Hello, absolute beginner here… For research purposes, I am facing the following problem.
I have a medium-size dataset (2000 rows) of (one-line) answers to an open-ended question (“what will you take home and remember of…?” for a series of happy and sad events). It is in Italian.
I wish to make a tool able to perform (at least part of) the following tasks:
- extract common patterns: widespread answers and emotions
- give examples of answers for specific patterns
- count statistics on these answers and emotions
- point out and highlight particular and atypical concerns
Imagine a question concerning the covid19 pandemic; an example of reply from the system might be:
“A widespread feeling is loneliness, being separated from the beloved ones. There is a rediscovering of the time spent within family. 30% of answers are full of sorrow for the death of someone… One message reported the consciousness of how useless is life when you are alone…” and so on.
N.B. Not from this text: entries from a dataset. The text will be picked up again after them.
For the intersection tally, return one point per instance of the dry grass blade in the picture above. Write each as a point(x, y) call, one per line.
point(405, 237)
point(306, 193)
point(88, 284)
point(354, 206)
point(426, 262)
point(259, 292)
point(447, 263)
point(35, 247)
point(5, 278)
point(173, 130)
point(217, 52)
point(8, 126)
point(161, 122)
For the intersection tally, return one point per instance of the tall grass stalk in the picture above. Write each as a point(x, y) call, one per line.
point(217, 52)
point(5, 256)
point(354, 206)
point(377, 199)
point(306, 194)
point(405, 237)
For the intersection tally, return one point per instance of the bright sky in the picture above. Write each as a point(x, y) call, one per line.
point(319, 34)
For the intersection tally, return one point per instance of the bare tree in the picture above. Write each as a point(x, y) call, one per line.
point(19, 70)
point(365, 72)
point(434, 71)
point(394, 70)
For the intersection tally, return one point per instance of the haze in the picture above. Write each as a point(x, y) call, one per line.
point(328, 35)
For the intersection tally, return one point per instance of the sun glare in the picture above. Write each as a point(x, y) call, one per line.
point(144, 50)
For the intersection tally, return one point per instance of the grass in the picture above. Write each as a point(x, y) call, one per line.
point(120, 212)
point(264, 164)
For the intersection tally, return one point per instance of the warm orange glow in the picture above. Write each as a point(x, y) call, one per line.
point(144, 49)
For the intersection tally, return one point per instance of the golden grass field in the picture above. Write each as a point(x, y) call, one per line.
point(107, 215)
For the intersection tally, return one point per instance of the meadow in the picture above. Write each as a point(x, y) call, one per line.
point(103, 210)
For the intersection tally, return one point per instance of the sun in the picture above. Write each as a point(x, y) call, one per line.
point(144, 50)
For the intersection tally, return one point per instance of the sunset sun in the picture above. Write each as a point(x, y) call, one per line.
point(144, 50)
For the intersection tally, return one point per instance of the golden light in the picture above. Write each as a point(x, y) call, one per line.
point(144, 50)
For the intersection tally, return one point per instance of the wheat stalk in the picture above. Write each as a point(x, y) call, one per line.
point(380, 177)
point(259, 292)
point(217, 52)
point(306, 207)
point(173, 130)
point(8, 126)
I have tried different ways (chatgpt with some system of text splitting, gpt3 fby its api, some free approaches from python…) and different prompts.
I am facing the problems of the limit in the number of tokens, and of short memory (I am sending the questionnaire answers in blocks, but the system forgets old ones and I am not succeeding in making it remember the context as I wish, and enrich it as blocks are transmitted to it).
Moreover, the answers generated by the systems are not really under my control: sometimes they gave me useful comments, sometimes they translated Italian into English (!), and so on.
Of course a large part of the problem is my inexperience, but maybe I am not choosing the right way.
So my question is: what is a good way to follow, possibly with free tools?